Untuk sampai ke arah itu, diperlukanlah keberanian moral untuk mengakhiri dan menyudahi polarisasi politik antara NU dan Muhammadiyah yang selama ini terjadi. Dalam konstelasi yang paling kontemporer, misalnya, masing-masing perlu menarik garis demarkasi yang tegas antara NU dengan PKB, dan Muhammadiyah dengan PAN. Ini penting dikemukakan, karena walaupun secara formal-institusional antara NU dengan PKB dan Muhammadiyah dengan PAN tidak mempunyai hubungan, namun pertengkaran yang pernah terjadi antara Abdurrahman Wahid (PKB) dan Amin Rais (PAN) bagaimanapun telah menyebabkan NU dan Muhammadiyah berada dalam ketegangan dan hubungan yang tidak mesra.
Dalam konteks itu, penegasan kembali oleh Syafi’ie Ma’arif dalam Sidang Tanwir di Denpasar Bali bahwa Muhammadiyah tidak memiliki hubungan organisasitoris dengan partai manapun, dan Muhammadiyah tidak akan memasuki wilayah kekuasaan (Kompas, 28/1/2002) perlu mendapatkan apresiasi yang cukup.
Begitu juga, walaupun menyulut kegeraman Ketua Dewan Syura PKB Abdurrahman Wahid, ketidakhadiran Hasyim Muzadi dan Sahal Mahfudz (masing-masing sebagai Ketua Umum dan Rais ‘Am PBNU) dalam MLB PKB versi Alwi Shihab di Yogyakarta beberapa hari yang lalu, saya kira merupakan awal yang baik untuk menjaga netralitas dan independensi NU berhadapan dengan berjibun partai politik, sehingga NU tetap berada di garis orbitnya (Khithah 1926), setelah sepanjang 1999-2001 seluruh energinya terkuras habis untuk megamankan posisi Gus Dur dari kursi kepresidenannya.
Hubungan NU dengan PKB atau PAN dengan Muhammadiyah cukuplah dimaknakan dalam hubungan historis-kesejarahan.
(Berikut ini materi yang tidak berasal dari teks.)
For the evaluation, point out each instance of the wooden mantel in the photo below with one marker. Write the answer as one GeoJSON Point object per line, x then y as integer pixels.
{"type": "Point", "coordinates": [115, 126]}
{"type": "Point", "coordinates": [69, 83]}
PKB didirikan oleh PBNU yang waktu itu diketuai oleh Abdurrahman Wahid, dan kemunculan PAN tak terlepas dari andil besar mantan Ketua Umum PP Muhammadiyah, Amin Rais.
Secara lebih jauh, penarikan garis demarkasi yang tegas antara NU dengan PKB atau Muhammadiyah dengan PAN merupakan langkah strategis, agar NU dan Muhammadiyah bisa optimal bekerja pada gerakan pemberdayaan civil society (istilah yang populer di kalangan NU) atau masyarakat madani (istilah yang nge-trend di kalangan Muhammadiyah). Pilihan inilah yang paling ideal, meskipun oleh sebagian politisi Islam akan dinilai tidak strategis dan realistis. Namun, seharusnyalah baik NU maupun Muhammadiyah tetap mengutamakan yang ideal tersebut, dan tidak begitu saja terjebak pada kubangan politik praktis yang bersifat tentatif dan fluktuatif. Tegasnya, kedua organisasi ijtima’iyah-diniyah ini dituntut untuk mencadangkan diri sebagai wahana penciptaan dan pemberdayaan masyarakat sipil (civil society).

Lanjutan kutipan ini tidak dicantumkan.